The role of complement in the break of tolerance against post-translationally modified proteins

Autoantibody responses against post-translationally modified (PTM) proteins are implicated in autoimmune diseases like Rheumatoid Arthritis (RA) and Systemic Lupus Erythematosus (SLE). Our research hypothesizes that complement activation of PTM proteins facilitates the break of immune tolerance. We are investigating the role of complement in this process through protein biochemistry, mass-spectrometry, and in vivo models. Our ultimate goal is to block complement activation to prevent anti-PTM immunity and use this knowledge to enhance immune responses against pathogens and cancer.

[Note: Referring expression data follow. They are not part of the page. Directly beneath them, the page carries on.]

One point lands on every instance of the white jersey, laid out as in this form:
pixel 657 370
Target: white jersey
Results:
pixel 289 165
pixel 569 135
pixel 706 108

The development of novel antibodies to modulate complement activation

Currently, the clinical use of complement inhibitors is expensive and has side effects. Our research aims to develop alternative antibodies to modulate complement activation. Using FACS sorting, we select B cells, express antibodies, and engineer them to have optimal properties. These antibodies are tested in both in vitro and in vivo models, focusing on autoimmune diseases such as RA and SLE, as well as transplant rejection. Additionally, we are testing tumor-targeting antibodies with complement-activating properties in collaboration with immunotherapy groups.

The levels and biology of complement proteins in health and disease

C1q deficiency is linked to autoimmunity, and we are studying the mutations leading to C1q deficiency in collaboration with the Department of Rheumatology. Our research shows that both low and high levels of C1q are associated with disease, including active Tuberculosis (TB). We are investigating the role of upregulated C1q in circulation and tissue, and how this can be used as a biomarker or target for intervention. Additionally, we are studying the impact of local C1q production in immune responses, including pregnancy and tumor immune escape.